Last night, for the third time since her return from her studios at Boston, Miss Daisy Tuttie appeared in a vocal recital in the Y. M. C. A. hall, giving unmistakable pleasure to an audience of nearly 200 people. In many respects this was the most satisfactory of all her public appearances in Lincoln. A few mannerisms noticed at her last concert, due largely to nervousness and fatigue, were absent. She had complete command of herself and sang with confidence, accuracy, precision. The qualities of her voice which have been so generally admired came out to excellent advantage under these favorable conditions, and her tones, especially in the upper register, had a clearness and resonance that reminded one of a triumphant trumpet call.

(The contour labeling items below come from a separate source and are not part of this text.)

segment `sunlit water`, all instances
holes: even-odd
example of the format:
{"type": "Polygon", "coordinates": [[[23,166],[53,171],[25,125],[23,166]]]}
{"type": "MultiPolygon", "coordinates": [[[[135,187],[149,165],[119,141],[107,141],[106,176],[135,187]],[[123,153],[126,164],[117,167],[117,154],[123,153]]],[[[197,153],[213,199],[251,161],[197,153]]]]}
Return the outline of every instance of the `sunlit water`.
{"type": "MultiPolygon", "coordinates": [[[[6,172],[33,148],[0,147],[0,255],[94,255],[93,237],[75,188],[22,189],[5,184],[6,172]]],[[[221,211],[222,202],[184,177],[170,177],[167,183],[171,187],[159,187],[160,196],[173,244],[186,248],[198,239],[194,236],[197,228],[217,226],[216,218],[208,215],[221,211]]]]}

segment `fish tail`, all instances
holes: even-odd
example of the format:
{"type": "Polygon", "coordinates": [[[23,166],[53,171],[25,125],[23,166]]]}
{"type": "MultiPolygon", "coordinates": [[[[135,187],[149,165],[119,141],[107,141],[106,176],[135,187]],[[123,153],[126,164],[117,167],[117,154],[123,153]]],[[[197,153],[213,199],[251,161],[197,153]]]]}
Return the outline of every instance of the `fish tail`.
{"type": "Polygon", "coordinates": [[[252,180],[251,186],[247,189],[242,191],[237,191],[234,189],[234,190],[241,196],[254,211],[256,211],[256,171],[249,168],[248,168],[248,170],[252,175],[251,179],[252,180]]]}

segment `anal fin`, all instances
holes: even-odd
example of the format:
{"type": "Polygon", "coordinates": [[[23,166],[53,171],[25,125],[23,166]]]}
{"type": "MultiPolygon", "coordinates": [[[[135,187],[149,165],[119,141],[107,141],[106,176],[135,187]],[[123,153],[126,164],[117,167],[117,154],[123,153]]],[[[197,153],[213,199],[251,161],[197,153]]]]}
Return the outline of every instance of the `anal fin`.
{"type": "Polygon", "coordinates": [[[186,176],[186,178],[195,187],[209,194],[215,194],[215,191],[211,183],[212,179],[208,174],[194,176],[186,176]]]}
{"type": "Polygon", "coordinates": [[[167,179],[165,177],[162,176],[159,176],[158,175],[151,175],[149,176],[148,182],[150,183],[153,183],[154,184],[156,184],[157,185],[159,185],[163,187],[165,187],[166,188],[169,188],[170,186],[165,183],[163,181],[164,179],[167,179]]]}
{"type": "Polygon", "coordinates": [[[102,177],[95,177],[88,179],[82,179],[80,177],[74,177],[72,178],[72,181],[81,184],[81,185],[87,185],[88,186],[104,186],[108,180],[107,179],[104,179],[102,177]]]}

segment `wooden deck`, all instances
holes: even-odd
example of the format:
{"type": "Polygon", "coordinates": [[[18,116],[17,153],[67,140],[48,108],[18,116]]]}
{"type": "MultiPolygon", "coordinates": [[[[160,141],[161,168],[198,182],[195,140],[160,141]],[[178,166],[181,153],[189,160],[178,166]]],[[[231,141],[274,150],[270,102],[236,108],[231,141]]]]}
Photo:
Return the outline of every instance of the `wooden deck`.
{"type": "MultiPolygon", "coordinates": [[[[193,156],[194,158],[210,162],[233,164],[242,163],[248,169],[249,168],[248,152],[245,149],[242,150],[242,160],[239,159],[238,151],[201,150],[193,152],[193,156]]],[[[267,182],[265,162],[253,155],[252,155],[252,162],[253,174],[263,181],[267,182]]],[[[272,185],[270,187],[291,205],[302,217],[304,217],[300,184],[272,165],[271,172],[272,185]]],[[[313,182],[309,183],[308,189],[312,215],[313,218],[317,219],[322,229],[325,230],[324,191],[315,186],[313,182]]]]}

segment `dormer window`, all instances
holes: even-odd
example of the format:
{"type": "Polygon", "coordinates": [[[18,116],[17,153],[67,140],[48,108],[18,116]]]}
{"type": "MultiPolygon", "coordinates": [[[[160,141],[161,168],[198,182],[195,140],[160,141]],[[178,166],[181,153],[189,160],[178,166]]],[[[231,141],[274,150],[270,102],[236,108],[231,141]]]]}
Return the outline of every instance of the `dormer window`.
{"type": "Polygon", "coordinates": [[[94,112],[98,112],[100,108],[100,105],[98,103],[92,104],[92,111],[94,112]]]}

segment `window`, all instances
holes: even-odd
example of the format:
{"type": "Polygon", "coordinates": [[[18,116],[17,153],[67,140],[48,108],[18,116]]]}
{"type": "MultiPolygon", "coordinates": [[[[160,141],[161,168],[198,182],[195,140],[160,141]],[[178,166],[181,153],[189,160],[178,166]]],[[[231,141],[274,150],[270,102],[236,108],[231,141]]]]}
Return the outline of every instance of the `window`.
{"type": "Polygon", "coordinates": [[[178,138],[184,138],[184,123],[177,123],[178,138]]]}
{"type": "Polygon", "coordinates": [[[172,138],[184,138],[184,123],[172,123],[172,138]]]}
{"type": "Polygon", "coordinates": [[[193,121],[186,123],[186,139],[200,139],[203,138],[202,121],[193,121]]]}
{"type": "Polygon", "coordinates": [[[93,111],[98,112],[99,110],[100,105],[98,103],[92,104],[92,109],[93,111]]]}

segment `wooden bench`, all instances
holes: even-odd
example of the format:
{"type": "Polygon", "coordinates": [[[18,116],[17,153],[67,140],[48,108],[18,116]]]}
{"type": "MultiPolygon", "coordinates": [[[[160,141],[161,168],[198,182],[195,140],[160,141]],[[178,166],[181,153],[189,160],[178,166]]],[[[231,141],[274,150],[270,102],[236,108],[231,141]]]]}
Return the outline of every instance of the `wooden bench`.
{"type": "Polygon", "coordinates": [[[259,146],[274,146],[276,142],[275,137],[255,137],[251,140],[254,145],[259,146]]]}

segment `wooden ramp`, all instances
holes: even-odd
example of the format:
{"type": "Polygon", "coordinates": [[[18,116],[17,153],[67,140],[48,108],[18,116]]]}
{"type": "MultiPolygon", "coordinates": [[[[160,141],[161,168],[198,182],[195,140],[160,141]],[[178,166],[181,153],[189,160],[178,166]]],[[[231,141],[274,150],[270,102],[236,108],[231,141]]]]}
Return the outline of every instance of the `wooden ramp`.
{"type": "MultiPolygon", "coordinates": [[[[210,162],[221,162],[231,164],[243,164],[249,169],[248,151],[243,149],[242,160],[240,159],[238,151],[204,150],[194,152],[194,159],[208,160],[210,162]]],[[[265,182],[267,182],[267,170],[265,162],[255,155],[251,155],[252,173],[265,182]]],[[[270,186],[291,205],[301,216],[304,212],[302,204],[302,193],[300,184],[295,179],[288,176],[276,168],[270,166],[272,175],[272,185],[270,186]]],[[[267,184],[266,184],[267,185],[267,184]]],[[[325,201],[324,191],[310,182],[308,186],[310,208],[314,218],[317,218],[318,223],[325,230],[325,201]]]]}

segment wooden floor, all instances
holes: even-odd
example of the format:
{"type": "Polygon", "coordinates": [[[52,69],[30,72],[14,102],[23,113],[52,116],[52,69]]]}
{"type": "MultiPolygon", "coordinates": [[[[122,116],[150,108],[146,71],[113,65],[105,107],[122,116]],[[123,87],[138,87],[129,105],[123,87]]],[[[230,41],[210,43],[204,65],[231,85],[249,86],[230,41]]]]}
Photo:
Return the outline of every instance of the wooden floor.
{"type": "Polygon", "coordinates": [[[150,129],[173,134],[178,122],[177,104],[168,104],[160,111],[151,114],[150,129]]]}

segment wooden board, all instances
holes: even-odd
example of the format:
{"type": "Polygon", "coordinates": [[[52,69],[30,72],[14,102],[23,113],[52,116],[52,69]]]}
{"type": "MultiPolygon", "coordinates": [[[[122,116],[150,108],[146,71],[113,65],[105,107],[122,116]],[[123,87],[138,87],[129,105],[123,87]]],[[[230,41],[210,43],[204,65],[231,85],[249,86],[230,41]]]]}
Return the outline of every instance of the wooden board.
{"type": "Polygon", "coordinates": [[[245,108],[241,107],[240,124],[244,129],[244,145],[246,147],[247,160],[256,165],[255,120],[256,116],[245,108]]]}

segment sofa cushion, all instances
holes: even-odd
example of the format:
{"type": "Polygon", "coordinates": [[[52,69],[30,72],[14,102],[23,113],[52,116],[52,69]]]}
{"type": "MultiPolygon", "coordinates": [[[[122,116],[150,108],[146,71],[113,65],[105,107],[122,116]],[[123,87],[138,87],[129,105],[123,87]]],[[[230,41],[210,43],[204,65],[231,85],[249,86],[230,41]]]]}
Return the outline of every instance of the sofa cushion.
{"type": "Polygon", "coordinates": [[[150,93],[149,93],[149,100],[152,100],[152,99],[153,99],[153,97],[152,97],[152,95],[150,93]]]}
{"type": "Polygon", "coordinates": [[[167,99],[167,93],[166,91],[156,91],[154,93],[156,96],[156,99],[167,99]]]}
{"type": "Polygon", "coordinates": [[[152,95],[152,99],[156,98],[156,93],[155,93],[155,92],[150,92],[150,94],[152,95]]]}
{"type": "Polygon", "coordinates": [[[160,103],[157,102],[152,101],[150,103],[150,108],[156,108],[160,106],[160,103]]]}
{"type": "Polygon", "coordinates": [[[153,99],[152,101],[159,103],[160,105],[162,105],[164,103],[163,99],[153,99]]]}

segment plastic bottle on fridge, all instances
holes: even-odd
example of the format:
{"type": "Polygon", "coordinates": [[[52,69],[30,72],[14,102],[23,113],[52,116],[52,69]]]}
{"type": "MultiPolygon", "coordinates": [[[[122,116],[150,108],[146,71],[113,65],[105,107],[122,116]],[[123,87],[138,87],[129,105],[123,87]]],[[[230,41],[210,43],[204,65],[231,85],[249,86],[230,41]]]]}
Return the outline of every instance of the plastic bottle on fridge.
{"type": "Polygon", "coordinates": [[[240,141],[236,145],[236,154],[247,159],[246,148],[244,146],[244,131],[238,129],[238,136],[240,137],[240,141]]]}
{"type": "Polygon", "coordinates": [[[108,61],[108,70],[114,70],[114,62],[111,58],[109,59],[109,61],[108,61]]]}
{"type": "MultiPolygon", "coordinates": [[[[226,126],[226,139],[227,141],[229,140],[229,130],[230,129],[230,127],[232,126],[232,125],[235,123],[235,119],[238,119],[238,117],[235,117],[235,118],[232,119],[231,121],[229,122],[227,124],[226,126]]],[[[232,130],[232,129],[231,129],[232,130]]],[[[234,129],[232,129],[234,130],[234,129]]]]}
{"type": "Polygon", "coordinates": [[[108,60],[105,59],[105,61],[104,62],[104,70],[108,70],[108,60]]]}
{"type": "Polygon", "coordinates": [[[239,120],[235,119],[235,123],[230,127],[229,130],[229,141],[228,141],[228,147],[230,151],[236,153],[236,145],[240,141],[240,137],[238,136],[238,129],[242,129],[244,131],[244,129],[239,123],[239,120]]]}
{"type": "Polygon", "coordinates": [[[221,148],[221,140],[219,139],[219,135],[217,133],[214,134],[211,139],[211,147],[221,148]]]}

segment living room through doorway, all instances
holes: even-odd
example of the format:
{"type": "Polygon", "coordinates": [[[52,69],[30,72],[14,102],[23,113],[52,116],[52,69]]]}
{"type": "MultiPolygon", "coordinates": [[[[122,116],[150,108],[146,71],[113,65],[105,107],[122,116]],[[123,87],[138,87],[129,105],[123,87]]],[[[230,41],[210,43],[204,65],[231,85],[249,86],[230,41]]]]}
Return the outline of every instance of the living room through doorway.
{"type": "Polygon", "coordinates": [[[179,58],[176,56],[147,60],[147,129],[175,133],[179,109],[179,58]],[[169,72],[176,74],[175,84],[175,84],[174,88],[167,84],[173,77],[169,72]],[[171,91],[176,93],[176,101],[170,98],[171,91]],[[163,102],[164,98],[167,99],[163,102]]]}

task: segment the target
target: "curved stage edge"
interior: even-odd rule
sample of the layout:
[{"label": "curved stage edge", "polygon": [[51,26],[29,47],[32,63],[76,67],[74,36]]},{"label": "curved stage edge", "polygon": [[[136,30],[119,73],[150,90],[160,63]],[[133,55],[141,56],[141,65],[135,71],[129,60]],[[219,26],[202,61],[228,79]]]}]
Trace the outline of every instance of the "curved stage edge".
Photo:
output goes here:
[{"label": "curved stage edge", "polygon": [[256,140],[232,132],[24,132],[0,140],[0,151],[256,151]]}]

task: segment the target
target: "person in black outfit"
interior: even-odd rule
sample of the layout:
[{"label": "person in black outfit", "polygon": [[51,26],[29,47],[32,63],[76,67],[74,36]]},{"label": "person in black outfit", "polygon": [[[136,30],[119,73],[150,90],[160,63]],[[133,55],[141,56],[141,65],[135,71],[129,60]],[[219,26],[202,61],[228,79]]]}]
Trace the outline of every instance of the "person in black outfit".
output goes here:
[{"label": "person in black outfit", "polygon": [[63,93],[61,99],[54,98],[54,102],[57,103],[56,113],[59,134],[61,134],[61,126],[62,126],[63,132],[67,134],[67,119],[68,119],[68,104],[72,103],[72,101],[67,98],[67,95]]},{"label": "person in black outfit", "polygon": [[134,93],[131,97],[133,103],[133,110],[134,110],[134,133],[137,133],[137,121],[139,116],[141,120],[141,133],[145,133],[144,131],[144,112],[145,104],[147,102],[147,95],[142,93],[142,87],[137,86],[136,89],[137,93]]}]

Her greatest fault of last night was a lack of shading, due, no doubt, to a high enthusiasm and the strength to keep up to its demands through the entire program. A trifling defect, and one easily remedied, is the habit of eating time with the sheets of music, which sometimes gives an erroneous impression that the singer and the accompanist are not in perfect sympathy.
Miss Tuttie was received with warmth and rewarded for her songs with applause, flowers and unstinted compliments. Her greatest success was Adams' "Mona," after which she was recalled to sing the "Maid of Dundee." Schubert's serenade was less effective than it would have been with a string accompaniment, more suited to Schubert's style. The jewel song from Faust was done with a spirit and a voice that rose to the needs of this rather ambitious piece.
Miss Tuttie was assisted by Dr. E. H. Eddy , who sang De Koven's "Spanish Serenade" in good voice and with fine effect; by Mr. Eddie Walt , who played two violin numbers, Singelee's "Fantasie Pastorale" and Rubenstein's "Melodie in F," and by Miss Gertrude Culberston , whose rendtion of Chopin's scherzo was a brilliant performance and whose accomplishments were played with good taste and accuracy, throughout.